Senators Dave McCormick (R-PA) and John Fetterman (D-PA) have introduced the PRC Broker-Dealers and Investment Advisers Moratorium Act, a legislative proposal aimed at protecting U.S. markets, consumers, and national economic security. The bill is a response to concerns about an uneven regulatory environment between the United States and the People’s Republic of China (PRC), which lawmakers say could expose American financial markets and consumer data to risks from firms linked to the Chinese Communist Party (CCP).
“The PRC Broker-Dealers and Investment Advisers Moratorium Act recognizes that CCP-linked firms pose an inherent risk to our financial system,” said Senator McCormick. “This bill gives the financial regulators necessary time to evaluate the impact on U.S. consumer protection and protects the U.S. retail investor.”
Senator Fetterman emphasized bipartisan support for stronger oversight: “Pennsylvanians don’t want their hard‑earned savings snooped on or toyed with by the Chinese Communist Party. This bipartisan bill slams the brakes on CCP‑linked broker‑dealers and investment advisers until our regulators can give them a full, no‑nonsense inspection,” he said. “Protecting American investors and our economic security isn’t a partisan fight, and I’m proud to team up with Senator McCormick to get it done.”
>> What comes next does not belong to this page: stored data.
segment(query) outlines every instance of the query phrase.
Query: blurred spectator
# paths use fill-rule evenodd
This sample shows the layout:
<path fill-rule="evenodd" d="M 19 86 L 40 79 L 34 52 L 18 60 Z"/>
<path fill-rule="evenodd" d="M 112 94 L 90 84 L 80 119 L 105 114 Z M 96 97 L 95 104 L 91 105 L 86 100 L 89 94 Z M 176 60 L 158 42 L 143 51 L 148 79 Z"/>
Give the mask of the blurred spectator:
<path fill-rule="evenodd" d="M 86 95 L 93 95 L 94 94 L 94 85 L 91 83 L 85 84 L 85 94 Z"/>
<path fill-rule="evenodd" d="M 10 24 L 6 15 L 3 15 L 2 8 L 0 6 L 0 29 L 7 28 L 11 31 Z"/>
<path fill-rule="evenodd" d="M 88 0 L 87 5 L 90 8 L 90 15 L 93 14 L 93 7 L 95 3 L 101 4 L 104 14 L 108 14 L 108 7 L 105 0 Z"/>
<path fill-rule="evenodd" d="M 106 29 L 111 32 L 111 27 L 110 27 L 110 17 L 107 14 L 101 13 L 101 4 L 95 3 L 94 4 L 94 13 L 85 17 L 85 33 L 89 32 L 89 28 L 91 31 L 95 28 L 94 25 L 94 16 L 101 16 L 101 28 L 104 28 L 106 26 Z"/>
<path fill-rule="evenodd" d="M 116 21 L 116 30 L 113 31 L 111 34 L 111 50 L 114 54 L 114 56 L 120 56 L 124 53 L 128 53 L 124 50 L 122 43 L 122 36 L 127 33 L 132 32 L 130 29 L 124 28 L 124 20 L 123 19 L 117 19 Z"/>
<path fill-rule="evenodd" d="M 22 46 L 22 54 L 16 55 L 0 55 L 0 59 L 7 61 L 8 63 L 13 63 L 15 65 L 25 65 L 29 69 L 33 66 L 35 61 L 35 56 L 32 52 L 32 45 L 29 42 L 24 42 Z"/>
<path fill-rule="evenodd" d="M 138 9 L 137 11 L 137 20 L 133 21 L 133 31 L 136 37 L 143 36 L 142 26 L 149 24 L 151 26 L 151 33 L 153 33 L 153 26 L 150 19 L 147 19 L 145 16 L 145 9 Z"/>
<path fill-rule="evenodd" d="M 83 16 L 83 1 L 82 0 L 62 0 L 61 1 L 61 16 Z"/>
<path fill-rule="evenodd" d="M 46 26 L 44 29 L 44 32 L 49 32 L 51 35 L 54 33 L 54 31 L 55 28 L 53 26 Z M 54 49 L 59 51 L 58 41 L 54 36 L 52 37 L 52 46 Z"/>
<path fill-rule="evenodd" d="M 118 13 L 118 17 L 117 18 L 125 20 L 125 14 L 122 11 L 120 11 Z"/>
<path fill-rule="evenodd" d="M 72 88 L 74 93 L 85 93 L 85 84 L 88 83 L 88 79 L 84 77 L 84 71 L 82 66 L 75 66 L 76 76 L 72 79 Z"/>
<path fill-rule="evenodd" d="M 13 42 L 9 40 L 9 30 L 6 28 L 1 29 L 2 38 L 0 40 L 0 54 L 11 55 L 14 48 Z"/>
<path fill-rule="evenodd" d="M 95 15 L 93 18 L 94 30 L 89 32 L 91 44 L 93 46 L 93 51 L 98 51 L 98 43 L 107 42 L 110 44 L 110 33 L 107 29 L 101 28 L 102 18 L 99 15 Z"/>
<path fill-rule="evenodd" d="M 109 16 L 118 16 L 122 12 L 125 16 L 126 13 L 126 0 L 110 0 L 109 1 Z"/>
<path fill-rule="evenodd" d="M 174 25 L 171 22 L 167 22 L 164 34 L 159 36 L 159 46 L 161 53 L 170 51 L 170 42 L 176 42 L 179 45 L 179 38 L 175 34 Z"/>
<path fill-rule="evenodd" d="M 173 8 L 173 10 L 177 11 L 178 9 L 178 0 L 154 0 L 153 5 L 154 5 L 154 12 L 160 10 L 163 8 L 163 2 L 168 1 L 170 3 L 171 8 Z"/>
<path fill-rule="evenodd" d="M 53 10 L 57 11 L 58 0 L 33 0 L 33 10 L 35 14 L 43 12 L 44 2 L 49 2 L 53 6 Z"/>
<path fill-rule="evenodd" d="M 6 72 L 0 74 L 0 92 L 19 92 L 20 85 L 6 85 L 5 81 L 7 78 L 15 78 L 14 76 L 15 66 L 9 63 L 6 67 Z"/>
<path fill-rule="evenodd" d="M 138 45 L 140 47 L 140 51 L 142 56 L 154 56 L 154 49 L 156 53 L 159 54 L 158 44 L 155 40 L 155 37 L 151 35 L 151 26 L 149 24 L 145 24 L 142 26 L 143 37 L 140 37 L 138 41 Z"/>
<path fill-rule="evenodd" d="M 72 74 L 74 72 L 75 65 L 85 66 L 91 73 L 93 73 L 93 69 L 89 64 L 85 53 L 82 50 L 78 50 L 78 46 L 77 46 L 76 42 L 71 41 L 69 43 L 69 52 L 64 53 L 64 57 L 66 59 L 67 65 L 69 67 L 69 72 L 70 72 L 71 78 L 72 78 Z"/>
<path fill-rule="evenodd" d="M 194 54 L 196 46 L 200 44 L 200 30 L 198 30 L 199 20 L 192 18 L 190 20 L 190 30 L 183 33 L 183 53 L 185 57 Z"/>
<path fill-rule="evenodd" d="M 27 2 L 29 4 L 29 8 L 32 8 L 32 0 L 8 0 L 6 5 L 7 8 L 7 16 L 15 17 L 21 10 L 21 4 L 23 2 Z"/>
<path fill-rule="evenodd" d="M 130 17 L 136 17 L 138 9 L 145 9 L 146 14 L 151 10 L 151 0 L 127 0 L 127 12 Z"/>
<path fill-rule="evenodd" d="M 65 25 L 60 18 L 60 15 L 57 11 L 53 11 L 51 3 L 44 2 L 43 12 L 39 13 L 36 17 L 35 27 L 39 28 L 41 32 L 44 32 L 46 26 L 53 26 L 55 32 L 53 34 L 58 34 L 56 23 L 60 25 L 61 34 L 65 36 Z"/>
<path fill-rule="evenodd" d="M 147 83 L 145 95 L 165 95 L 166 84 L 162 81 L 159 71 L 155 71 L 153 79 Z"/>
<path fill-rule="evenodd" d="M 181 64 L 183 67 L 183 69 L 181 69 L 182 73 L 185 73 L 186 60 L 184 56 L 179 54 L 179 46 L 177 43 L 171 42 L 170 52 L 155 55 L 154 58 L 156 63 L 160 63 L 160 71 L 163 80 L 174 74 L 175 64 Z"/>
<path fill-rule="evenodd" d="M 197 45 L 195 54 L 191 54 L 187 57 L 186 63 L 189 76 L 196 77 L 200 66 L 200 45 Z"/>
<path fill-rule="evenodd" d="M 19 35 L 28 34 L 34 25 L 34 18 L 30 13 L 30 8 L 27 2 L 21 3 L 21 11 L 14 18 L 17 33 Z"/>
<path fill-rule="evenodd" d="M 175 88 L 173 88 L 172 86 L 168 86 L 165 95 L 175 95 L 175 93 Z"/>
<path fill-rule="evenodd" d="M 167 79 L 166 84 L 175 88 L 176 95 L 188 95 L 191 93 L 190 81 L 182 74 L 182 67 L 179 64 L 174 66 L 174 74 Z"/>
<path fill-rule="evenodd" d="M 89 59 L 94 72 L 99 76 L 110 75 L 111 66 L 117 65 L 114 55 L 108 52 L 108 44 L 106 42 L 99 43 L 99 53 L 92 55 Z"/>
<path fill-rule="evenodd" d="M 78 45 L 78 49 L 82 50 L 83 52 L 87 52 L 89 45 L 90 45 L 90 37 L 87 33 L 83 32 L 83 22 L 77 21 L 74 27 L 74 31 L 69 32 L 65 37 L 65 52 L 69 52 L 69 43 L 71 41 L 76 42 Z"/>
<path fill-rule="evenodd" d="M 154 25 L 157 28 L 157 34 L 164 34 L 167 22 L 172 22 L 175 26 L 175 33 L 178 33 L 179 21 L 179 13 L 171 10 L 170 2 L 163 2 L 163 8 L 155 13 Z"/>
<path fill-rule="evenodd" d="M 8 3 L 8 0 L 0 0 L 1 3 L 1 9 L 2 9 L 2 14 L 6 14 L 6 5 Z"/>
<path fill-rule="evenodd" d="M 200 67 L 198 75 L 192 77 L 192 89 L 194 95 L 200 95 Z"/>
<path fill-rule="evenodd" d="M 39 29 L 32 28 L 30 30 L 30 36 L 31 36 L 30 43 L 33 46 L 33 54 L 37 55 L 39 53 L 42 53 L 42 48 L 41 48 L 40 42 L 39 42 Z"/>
Currently, while China limits access for U.S. firms in its retail financial market, Chinese affiliates are able to operate in U.S. markets where they can access personal information belonging to millions of Americans. In addition, American regulators such as the Securities and Exchange Commission (SEC) and Financial Industry Regulatory Authority (FINRA) do not have authority to carry out enforcement actions or examinations within mainland China.
Lawmakers argue that as retail investing evolves rapidly in the United States, action is needed to prevent further entry of CCP-linked entities into domestic markets.